There's an old saying (by internet standards, at least), "Don't read the comments" — and it turns out, sadly, that it's not bad advice: A new study has found that one in four comments on articles about sexual assault blame the victim, in case you didn't already know that internet comment sections are frequently full of vile awfulness. It's yet another reminder that rape culture is very, very real; and what's more, it apparently loves the comment section.
In a recent study published in the journal Computers In Human Behavior , researchers from the University of Southern California examined the comments on 52 articles from The Wall Street Journal, The New York Times, and the Los Angeles Times that contained the words "rape" or "sexual assault" in the headline. Half of the articles whose comments they examined were posted on the publications' Facebook pages, where anyone could comment; meanwhile, the other half were comments from the periodicals' own websites, where users are required to pay a monthly subscription fee to comment. But overall, both comment sections were pretty awful.
In examining the comments, researchers found that in only one of the 52 articles did not have at least one comment supporting the alleged perpetrator by the time researchers collected their data (researchers waited an average of three days after an article was posted to collect comments). And of the 4,239 comments they examined, victim-blaming statements appeared in 1,097 of them — a little over 25 percent.
Victim-blaming was, in fact, the most common theme in the comment sections, far surpassing support for survivors, which was found in only about 16 percent of comments.
About 23 percent of comments were classified as "trolling" — statements discrediting rape culture, claiming media bias, making statements about gender roles, or otherwise trying to stir up controversy within a thread. These statements, researchers note, frequently used racist or sexist language.

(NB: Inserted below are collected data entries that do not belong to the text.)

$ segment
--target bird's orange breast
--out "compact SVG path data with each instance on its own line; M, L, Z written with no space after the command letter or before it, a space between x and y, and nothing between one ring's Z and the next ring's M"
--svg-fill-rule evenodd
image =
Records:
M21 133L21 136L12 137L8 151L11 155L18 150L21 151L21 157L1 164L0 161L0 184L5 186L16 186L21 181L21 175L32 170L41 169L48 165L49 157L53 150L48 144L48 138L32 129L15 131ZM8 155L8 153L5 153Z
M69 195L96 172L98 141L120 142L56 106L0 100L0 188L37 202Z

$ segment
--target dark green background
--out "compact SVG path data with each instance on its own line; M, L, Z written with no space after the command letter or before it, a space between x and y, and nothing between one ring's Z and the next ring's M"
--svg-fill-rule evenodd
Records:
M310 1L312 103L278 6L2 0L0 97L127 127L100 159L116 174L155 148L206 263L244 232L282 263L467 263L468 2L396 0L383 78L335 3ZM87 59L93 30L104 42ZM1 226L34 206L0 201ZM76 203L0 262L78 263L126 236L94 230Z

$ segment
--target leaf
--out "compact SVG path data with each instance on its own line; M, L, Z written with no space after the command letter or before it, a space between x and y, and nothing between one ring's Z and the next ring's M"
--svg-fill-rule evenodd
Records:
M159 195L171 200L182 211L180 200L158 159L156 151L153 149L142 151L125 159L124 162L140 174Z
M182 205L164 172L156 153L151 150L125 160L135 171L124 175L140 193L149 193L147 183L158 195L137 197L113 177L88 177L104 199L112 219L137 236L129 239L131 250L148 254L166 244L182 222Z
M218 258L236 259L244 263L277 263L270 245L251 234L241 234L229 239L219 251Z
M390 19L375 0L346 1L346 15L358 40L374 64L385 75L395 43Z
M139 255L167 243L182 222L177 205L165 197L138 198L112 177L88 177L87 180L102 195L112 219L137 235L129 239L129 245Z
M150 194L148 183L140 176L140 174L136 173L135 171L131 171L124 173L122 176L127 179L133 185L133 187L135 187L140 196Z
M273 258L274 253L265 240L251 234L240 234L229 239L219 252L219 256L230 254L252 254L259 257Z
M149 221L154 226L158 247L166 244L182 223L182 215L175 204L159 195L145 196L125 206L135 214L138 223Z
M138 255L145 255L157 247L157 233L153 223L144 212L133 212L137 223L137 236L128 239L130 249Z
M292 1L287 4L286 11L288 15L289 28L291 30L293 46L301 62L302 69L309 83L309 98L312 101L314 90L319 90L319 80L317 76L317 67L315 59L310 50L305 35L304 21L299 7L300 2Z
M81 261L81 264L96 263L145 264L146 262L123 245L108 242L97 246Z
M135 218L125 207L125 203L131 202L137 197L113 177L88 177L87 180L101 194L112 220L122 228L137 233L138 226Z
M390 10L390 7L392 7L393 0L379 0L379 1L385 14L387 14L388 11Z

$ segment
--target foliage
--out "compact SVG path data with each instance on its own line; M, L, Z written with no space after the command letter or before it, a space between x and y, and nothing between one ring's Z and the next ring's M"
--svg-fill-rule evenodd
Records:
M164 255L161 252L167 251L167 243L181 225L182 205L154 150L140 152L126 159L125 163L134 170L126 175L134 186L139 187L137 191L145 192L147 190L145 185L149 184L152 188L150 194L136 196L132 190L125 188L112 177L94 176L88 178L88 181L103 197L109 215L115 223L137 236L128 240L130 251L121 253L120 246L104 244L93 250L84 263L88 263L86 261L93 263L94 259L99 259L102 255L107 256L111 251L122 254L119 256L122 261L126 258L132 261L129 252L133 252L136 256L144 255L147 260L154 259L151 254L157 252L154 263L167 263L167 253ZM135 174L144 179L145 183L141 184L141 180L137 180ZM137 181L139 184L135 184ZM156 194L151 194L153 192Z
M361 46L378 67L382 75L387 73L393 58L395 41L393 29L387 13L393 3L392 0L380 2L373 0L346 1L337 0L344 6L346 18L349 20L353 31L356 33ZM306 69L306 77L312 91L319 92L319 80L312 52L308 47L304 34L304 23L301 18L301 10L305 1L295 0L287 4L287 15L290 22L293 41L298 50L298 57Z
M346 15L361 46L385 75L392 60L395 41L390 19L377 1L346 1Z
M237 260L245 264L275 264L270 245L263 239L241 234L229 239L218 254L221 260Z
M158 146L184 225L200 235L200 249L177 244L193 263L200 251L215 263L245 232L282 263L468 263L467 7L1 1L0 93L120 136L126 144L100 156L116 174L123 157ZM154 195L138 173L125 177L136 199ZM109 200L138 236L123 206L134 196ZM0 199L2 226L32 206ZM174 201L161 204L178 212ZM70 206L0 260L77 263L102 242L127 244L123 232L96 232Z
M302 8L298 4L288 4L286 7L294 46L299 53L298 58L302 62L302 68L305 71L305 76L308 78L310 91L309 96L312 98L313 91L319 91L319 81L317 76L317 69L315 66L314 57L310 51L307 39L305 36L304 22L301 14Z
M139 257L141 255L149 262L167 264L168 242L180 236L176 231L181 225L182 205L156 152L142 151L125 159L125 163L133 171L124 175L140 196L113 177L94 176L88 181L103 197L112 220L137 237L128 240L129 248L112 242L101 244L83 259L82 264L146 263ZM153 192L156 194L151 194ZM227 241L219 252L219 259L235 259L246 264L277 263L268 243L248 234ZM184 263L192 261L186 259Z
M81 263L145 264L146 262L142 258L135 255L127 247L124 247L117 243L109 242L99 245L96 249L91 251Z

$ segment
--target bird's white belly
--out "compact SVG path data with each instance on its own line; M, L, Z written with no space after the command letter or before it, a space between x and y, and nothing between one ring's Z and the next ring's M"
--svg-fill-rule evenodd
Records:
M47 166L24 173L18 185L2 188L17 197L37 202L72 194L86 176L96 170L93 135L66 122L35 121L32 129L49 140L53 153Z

If there's any silver lining to this study, it's that support for perpetrators was actually relatively rare in comment threads. Only about six percent of comments were classified as supporting the perpetrator, alleged or convicted, named in the articles — which is actually pretty interesting when you think about it. Why are people online so much more committed to tearing down survivors of sexual violence than they are to supporting people they think have been falsely accused? What makes victim-blaming so much more appealing?
Regardless of what factors drive victim-blaming rhetoric or why it may be the most common attitude in these comment sections, though, it does an undeniable harm. As researchers write in the study:
Even though there are many factors, it appears victim blaming and questioning may be the driving force of rape culture in social media, as it creates hostility and discourse within the comment threads leading to more commentary. ... Thus, these attitudes seep into the collective thought of society as these attitudes impact how society views rape and sexual assault. Instead of seeing the issue of sexual assault as an epidemic, this victim blaming and questioning attitude clouds one’s judgment to believe rape is merely an individual issue and the survivor’s fault.

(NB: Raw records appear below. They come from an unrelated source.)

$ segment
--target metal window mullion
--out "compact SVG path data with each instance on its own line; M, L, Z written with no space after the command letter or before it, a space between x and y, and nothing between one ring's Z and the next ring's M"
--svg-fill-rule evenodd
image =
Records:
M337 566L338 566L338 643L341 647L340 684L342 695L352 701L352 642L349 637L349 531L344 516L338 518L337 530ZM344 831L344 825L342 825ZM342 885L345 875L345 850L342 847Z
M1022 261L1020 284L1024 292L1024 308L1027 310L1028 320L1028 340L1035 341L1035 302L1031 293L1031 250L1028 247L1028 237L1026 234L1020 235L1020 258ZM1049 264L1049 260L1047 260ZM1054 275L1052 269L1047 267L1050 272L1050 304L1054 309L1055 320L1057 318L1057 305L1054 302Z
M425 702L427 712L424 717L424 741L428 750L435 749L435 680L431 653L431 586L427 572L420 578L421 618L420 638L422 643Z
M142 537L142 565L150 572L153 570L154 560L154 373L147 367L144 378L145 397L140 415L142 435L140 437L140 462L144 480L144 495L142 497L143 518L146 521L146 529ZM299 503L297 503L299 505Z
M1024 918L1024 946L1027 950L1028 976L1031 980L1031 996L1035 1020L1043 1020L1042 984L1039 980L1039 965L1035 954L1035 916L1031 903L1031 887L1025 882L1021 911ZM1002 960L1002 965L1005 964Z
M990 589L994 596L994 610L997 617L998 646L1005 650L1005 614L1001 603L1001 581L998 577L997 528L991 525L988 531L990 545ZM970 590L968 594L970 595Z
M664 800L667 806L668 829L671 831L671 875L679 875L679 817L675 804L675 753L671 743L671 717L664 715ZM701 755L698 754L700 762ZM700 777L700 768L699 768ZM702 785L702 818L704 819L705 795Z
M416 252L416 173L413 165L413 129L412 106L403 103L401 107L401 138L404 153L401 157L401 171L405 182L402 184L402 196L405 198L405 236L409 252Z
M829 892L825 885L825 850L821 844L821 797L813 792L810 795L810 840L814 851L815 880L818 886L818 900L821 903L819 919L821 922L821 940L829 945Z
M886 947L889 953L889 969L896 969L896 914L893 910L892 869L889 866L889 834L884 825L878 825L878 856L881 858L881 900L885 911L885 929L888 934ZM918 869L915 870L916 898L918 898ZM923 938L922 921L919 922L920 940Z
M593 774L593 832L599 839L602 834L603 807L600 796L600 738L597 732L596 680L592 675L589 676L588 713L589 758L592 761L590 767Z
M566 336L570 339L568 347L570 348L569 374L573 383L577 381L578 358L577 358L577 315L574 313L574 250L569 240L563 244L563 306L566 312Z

When it comes to breaking down rape culture, we clearly have a long way to go. And when it comes to the way comment sections perpetuate these sorts of attitudes, it's hard to know exactly how to handle things. Do we all try to oppose commenters making victim-blaming or offensive statements, even though it often seems like a lot of headache for very little reward? Do we ignore the comments's section altogether and deny these people an audience, even it means giving them free reign over the narrative playing out at the bottom of the page?
There is not perfect solution. There's still plenty of work to do. But in the meantime... feel free not to read the comments.